Indian lenders’ bad loans may more than double by 2013 in a “severe risk” scenario, the Reserve Bank of India said in a report today.
Soured loans may jump to as much as 5.8 percent of total advances within two years under such strained conditions, from 2.8 percent in September, according to the central bank report. The ratio is expected to climb to 3.2 percent to 3.5 percent by March 2013 under a baseline scenario, it said.
India’s economy last quarter grew at the slowest pace in more than two years after the central bank raised interest rates by a record to tame the fastest inflation among so-called BRIC nations, the world’s largest emerging markets. Credit growth in India fell to a 20-month low of 17.73 percent in November, data compiled by the Reserve Bank of India shows.

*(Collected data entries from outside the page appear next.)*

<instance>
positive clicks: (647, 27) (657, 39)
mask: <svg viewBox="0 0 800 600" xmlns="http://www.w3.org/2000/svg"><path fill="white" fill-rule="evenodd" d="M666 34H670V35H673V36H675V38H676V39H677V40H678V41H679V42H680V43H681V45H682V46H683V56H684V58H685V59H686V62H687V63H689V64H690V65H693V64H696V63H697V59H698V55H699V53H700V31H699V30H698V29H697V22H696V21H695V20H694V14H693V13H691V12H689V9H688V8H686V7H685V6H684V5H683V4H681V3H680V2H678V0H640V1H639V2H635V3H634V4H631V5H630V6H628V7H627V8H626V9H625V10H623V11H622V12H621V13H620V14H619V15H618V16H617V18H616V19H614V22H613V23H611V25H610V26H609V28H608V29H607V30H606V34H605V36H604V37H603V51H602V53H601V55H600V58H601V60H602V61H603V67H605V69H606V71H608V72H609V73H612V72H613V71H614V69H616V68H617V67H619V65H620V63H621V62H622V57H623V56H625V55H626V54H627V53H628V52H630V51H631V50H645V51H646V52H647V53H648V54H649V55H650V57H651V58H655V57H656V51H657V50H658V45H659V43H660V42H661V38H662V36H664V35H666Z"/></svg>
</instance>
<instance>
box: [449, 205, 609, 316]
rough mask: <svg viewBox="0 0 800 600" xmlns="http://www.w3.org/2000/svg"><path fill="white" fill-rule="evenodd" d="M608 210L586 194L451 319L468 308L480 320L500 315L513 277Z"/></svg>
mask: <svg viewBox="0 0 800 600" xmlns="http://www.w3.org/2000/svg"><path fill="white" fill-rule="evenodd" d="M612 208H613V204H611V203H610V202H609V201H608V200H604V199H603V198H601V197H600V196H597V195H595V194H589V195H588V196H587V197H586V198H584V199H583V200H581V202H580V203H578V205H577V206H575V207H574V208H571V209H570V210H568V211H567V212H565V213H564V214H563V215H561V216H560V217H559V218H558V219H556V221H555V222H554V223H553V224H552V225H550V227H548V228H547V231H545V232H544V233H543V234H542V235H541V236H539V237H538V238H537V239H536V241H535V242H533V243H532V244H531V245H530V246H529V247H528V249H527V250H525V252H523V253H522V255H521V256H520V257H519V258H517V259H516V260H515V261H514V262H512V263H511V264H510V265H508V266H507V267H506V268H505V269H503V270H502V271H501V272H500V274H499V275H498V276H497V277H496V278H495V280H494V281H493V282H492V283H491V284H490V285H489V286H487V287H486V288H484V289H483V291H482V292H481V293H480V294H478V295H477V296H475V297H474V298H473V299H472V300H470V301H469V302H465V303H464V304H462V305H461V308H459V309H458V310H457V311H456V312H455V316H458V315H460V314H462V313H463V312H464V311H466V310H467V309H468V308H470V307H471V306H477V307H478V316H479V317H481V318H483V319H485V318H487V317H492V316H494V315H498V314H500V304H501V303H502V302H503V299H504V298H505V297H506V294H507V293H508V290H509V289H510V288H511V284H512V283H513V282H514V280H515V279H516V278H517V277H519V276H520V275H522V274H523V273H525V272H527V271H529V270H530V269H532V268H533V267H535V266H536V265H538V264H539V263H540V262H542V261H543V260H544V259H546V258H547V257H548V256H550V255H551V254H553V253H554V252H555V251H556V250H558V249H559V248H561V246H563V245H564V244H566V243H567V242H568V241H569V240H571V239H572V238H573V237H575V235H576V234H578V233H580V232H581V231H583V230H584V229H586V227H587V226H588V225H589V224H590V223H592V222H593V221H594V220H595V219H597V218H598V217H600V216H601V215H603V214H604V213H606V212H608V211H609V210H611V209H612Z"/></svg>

“While markets have already factored in some rise in bad loans, the higher projections made by the Reserve Bank will definitely weigh on investors’ sentiment,” Sandeep Jain, a banking analyst at IDBI Capital Market Services Ltd. in Mumbai, said by telephone today. “A spike in bad loans will be a drag on the banks’ profits as the provisioning requirements will move in tandem with the asset quality.”
The Bankex index, which tracks 14 Indian banks, rose 2.3 percent at close in Mumbai trading, limiting its decline this year to 28 percent.
Moody’s Investors Service downgraded the outlook for India’s banking system last month to “negative,” saying a domestic economic slowdown and the surge in borrowing costs may boost bad loans.